Document Type : Research
MSc Geophysics,, University of Tehran.
In order to properly understand the subsurface structures, the issue of inversion of geophysical data has received much attention from researchers. Since accurate reconstruction of the shape and boundaries of the mass using gravimetric data is very important in some issues, it is important to use an effective and efficient method that has a high ability to draw and reconstruct the boundaries of a mass. In recent years, the level set method introduced by Asher and Stein has been widely used to solve this problem. From the expansion of the level set function in some bases of the problem, the effective number of parameters is greatly reduced and an optimization problem is created which its behavior is better than the least squares problem. As a result, the level set parameterization method will be presented for the reconstruction of inversion models. A common advantage of the parametric level set method is the careful examination of the boundary for optimum sensitivities, which significantly reduces the dimensional problem, and many of the difficulties of traditional level set methods, such as regularization, reconstruction, and basis function. Level set parameterization is performed by radial basis functions (RBF); Which causes an optimal problem with an average number of parameters and high flexibility; And the computational and optimization process for Newton's method is more accurate and smooth. The model is described by the zero contour of a level-set function, which in turn is represented with a relatively small number of radial basis functions. This formulation includes some additional parameters such as the width of the radial basis functions and the smoothness of the Heaviside function. The latter is of particular importance as it controls the sensitivity to changes in the model. In this algorithm that adaptively chooses the required smoothness parameter and tested the method on a suite of idealized Earth models.
In this evolutionary approach, the reduction gradient method usually requires many iterations for convergence, and the functions are weakened for low-sensitivity problems. Although the use of Quasi- Newton methods to improve the level set function increases the degree of convergence, they are computationally challenging, and for large problems and relatively finer grids, a system of equations must be solved in each iteration. Moreover, based on the fact that the number of underlying parameters in a parametric approach is usually much less than the number of pixels resulting from the discretization of the level set function, we make a use of a Newton-type method to solve the underlying optimization problem.
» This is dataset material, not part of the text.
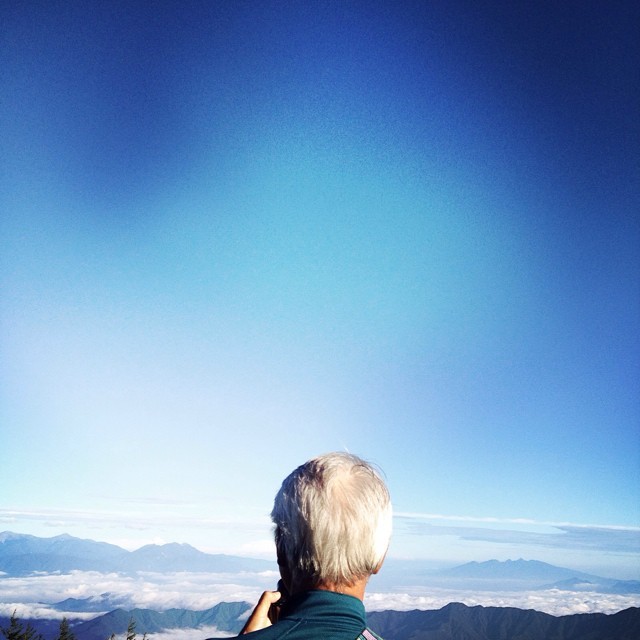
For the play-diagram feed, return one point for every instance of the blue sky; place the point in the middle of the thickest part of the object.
(237, 235)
In this research, the algorithm is used to investigate its strengths and weaknesses for applying geophysical gravity data, coding and programming, and tested using several two-dimensional synthetic models. Finally, the method is tested on gravity data from the Mobrun ore body, north east of Noranda, Quebec, Canada.
The results of this study show that the application of the optimization algorithm of the level set function will lead to a relatively more accurate and realistic detection of mass boundaries. Therefore, the mass has spread from a depth of 10 meters to a depth of 160 meters.